The bizarre thing is that the movie is infinitely inferior to the sum of its own parts. There are things about it that absolutely scream quality at the viewer – the sumptuous set and costume design, the charged performances from most of the actors involved, the grand and sweeping vistas of sixteenth century England, Scotland and Spain. But somewhere along the line it loses all cohesion and devolves into a very pretty mess.
This is mostly down to director Shekhar Kapur, and somewhat down to cinematographer Remi Adefarasin. The former is at fault for allowing himself to get rather carried away with the whole thing, escalating it to ridiculous proportions when it should have been a rather more intimate tale of a grand and testing time for a great woman. The latter, the bastard, did everything in his power to make me feel sea-sick, and almost managed it with a swirling, 360-degree spin of a set of turquoise spiral stairs that almost had me heaving out my lunch. Never since Domino have I actually felt physically ill thanks to camera work, but well done, Remi, you’ve managed it.

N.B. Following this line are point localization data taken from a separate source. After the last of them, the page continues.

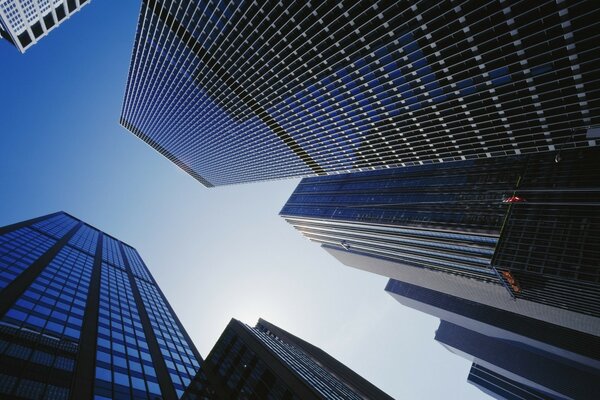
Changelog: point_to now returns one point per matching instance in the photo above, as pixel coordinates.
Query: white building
(25, 22)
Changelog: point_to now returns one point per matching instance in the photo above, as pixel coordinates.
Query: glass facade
(18, 250)
(234, 91)
(530, 222)
(175, 349)
(85, 309)
(548, 251)
(496, 384)
(124, 367)
(259, 363)
(445, 217)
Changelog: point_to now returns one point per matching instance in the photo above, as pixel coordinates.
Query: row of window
(124, 366)
(18, 250)
(359, 86)
(177, 353)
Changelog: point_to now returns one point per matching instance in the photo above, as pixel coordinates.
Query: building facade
(25, 22)
(514, 356)
(490, 230)
(545, 375)
(81, 317)
(236, 92)
(268, 362)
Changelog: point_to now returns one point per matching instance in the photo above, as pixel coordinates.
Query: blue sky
(216, 253)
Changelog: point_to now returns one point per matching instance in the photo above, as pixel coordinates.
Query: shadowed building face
(236, 92)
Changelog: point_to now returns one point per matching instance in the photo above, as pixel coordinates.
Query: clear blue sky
(216, 253)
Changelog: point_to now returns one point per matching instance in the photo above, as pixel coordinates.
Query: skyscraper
(24, 22)
(489, 230)
(236, 92)
(514, 356)
(81, 317)
(268, 362)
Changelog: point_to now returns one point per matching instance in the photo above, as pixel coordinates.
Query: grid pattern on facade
(550, 241)
(111, 252)
(124, 366)
(306, 368)
(39, 334)
(445, 217)
(18, 250)
(27, 21)
(340, 86)
(181, 362)
(85, 239)
(55, 302)
(138, 268)
(243, 373)
(502, 386)
(56, 226)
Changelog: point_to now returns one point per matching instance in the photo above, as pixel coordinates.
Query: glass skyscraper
(24, 22)
(266, 362)
(235, 91)
(491, 230)
(514, 356)
(81, 317)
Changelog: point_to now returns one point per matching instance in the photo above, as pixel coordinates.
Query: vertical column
(29, 222)
(162, 374)
(83, 379)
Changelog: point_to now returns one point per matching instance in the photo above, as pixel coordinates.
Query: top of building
(250, 91)
(25, 22)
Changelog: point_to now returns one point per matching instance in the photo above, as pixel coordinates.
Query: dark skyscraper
(236, 92)
(489, 230)
(514, 356)
(81, 317)
(266, 362)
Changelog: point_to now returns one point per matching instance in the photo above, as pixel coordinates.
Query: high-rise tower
(514, 356)
(235, 92)
(25, 22)
(518, 233)
(81, 317)
(266, 362)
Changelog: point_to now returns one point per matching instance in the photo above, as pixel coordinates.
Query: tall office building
(81, 317)
(236, 92)
(25, 22)
(490, 230)
(266, 362)
(514, 356)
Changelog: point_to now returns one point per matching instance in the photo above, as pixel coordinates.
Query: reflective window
(18, 250)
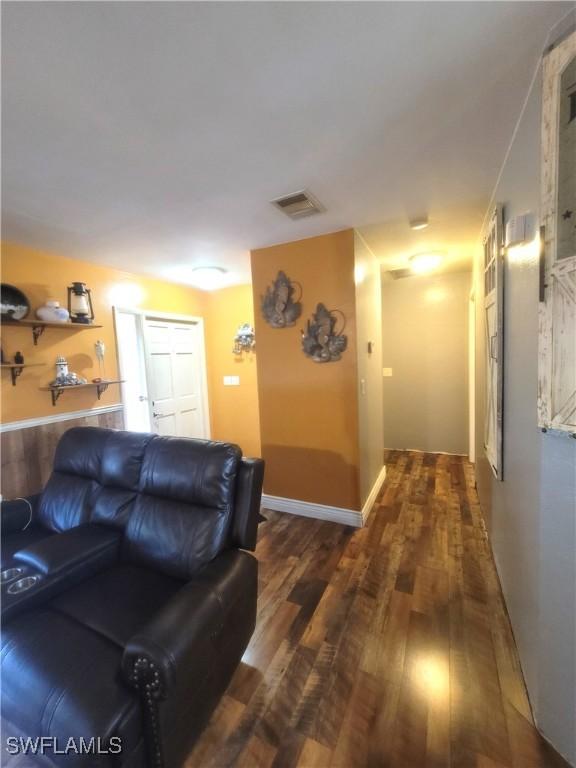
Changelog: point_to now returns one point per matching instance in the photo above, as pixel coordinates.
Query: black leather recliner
(143, 602)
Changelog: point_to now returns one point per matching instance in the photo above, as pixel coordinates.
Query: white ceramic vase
(52, 312)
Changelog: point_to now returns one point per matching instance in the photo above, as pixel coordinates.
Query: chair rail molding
(11, 426)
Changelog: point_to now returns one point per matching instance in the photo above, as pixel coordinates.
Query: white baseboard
(369, 503)
(309, 509)
(11, 426)
(351, 517)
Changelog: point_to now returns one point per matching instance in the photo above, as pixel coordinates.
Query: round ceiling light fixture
(422, 263)
(208, 278)
(421, 222)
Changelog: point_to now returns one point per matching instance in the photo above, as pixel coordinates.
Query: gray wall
(531, 514)
(368, 329)
(425, 341)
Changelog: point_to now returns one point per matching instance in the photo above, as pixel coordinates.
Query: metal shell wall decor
(279, 307)
(244, 341)
(321, 341)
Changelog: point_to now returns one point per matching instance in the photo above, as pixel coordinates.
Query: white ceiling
(151, 136)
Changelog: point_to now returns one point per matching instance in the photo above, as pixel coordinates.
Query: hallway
(388, 646)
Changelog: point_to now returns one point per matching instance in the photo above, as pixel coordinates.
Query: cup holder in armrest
(23, 585)
(10, 574)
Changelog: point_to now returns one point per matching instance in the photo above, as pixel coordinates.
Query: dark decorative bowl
(15, 305)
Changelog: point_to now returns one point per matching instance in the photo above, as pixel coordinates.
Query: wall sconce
(244, 341)
(80, 304)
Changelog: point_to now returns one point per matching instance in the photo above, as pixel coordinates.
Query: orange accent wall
(308, 410)
(42, 276)
(233, 410)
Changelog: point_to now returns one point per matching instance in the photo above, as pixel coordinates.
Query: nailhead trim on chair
(150, 691)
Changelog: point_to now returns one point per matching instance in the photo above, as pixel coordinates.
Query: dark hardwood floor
(388, 646)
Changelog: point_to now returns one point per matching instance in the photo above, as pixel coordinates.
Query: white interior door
(557, 337)
(174, 367)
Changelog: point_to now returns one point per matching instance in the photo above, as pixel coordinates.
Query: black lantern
(80, 304)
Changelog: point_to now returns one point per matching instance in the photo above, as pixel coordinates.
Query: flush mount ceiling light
(421, 263)
(208, 278)
(420, 222)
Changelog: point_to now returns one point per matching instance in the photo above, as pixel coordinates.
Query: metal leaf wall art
(279, 307)
(321, 341)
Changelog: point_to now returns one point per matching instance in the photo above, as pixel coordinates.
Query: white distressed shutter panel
(493, 328)
(557, 317)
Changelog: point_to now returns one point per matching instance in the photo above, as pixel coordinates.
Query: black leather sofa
(143, 601)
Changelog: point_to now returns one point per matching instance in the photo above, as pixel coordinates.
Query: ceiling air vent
(298, 204)
(398, 274)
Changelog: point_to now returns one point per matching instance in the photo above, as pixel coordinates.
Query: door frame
(148, 314)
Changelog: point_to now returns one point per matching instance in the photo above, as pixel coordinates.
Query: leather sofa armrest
(248, 499)
(18, 514)
(179, 646)
(80, 550)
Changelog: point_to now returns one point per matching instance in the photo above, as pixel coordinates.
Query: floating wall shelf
(39, 326)
(17, 368)
(99, 386)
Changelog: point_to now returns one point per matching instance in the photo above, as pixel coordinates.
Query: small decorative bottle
(52, 312)
(61, 369)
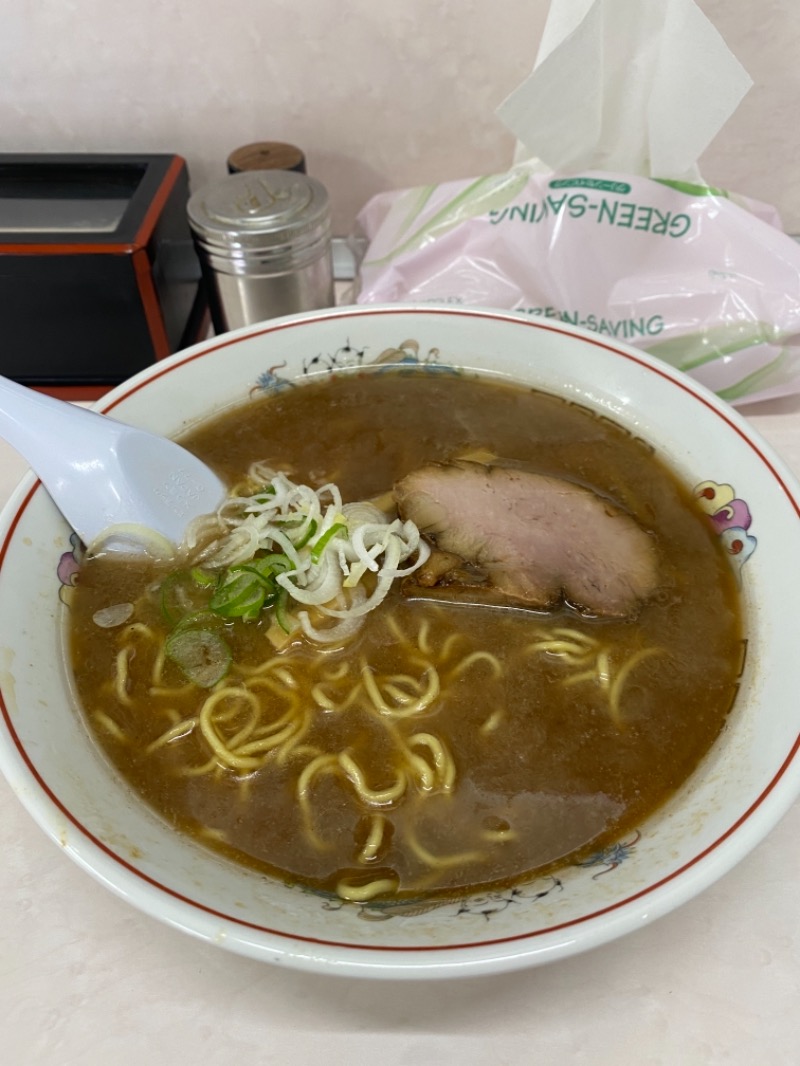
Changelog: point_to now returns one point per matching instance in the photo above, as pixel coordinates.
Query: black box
(98, 274)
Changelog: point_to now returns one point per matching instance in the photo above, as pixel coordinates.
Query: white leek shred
(331, 547)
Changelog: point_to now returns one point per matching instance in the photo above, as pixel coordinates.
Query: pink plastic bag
(706, 280)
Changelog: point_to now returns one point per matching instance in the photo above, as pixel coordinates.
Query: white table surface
(86, 979)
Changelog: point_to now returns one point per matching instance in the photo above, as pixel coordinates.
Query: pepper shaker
(264, 241)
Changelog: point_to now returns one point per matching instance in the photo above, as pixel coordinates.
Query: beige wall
(379, 93)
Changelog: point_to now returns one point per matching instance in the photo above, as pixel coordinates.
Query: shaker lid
(267, 156)
(264, 205)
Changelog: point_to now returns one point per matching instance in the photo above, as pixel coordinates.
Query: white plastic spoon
(104, 474)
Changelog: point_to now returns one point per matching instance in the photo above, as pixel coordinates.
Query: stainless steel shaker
(264, 241)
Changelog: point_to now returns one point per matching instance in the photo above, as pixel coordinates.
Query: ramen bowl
(739, 791)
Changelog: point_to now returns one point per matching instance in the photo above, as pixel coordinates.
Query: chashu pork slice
(538, 539)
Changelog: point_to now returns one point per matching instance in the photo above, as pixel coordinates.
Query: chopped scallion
(202, 655)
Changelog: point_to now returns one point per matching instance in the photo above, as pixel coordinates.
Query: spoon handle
(101, 472)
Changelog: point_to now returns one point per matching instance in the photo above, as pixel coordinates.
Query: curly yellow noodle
(493, 721)
(111, 727)
(422, 638)
(175, 732)
(620, 680)
(442, 861)
(443, 761)
(376, 797)
(360, 893)
(477, 657)
(374, 839)
(121, 677)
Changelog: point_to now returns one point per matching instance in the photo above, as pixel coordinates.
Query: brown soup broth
(553, 759)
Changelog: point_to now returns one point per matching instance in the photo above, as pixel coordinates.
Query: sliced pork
(534, 538)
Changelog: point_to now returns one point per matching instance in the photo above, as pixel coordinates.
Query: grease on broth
(446, 746)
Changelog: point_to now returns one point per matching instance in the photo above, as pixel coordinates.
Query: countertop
(86, 979)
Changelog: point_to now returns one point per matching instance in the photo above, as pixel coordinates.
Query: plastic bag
(704, 279)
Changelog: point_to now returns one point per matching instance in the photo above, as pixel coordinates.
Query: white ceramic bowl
(741, 789)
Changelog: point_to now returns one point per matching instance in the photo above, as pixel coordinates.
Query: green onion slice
(202, 655)
(180, 596)
(336, 530)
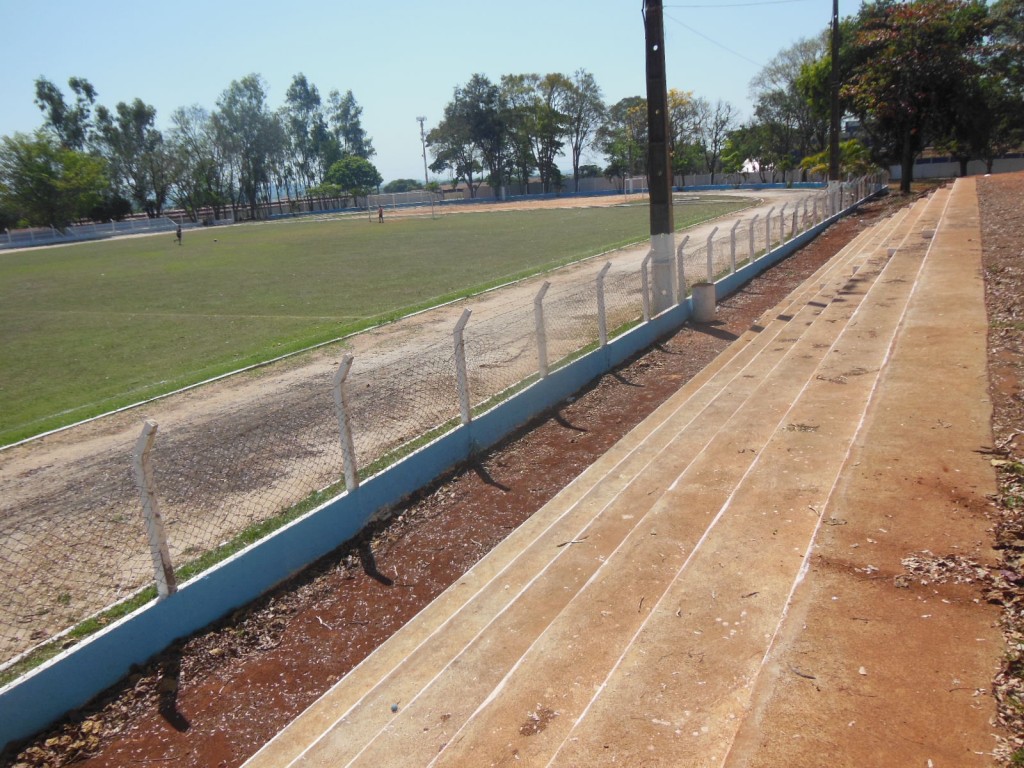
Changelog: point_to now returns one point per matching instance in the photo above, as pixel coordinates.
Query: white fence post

This isn’t to say that this was so over-whelming that the good-points of the movie completely sailed over my head. Blanchett is fascinating as the under-fire monarch, persecuted from all sides and yet somehow able to maintain her veneer of calm. It’s exemplified by a moment when one of her closest friends betrays her, and her scream of rage and sadness is truly haunting. If there is such a thing as a truly Oscar-worthy performance, this is certainly one of them, and if there’s a been a better performance in such a lacklustre film, I’ll eat my hat and proclaim myself a Dutchman.
And amid the confused mess that is the film’s visual narrative, there are some strikingly iconic pieces of imagery. Particularly of the Queen herself, sitting regal amidst the chaos that is her court and realm. But the problem with them is that it’s almost like Kapur is trying too hard to make them iconic – seeing as these moments seem to appear thick and fast – and thus their clout is lessened somewhat upon the fourteenth viewing of such a remarkable piece of imagery within five minutes of the last one.
All in all, Elizabeth: The Golden Age smacks more of Lizzie: The Only-Vaguely-Decent Years; for all its pomp and drama, it just fails to engage at anything other than a purely superficial level. And even then, it has a tendency to make me feel rather ill. Only worth it for Blanchett’s performance; if you’re not interested in that, avoid.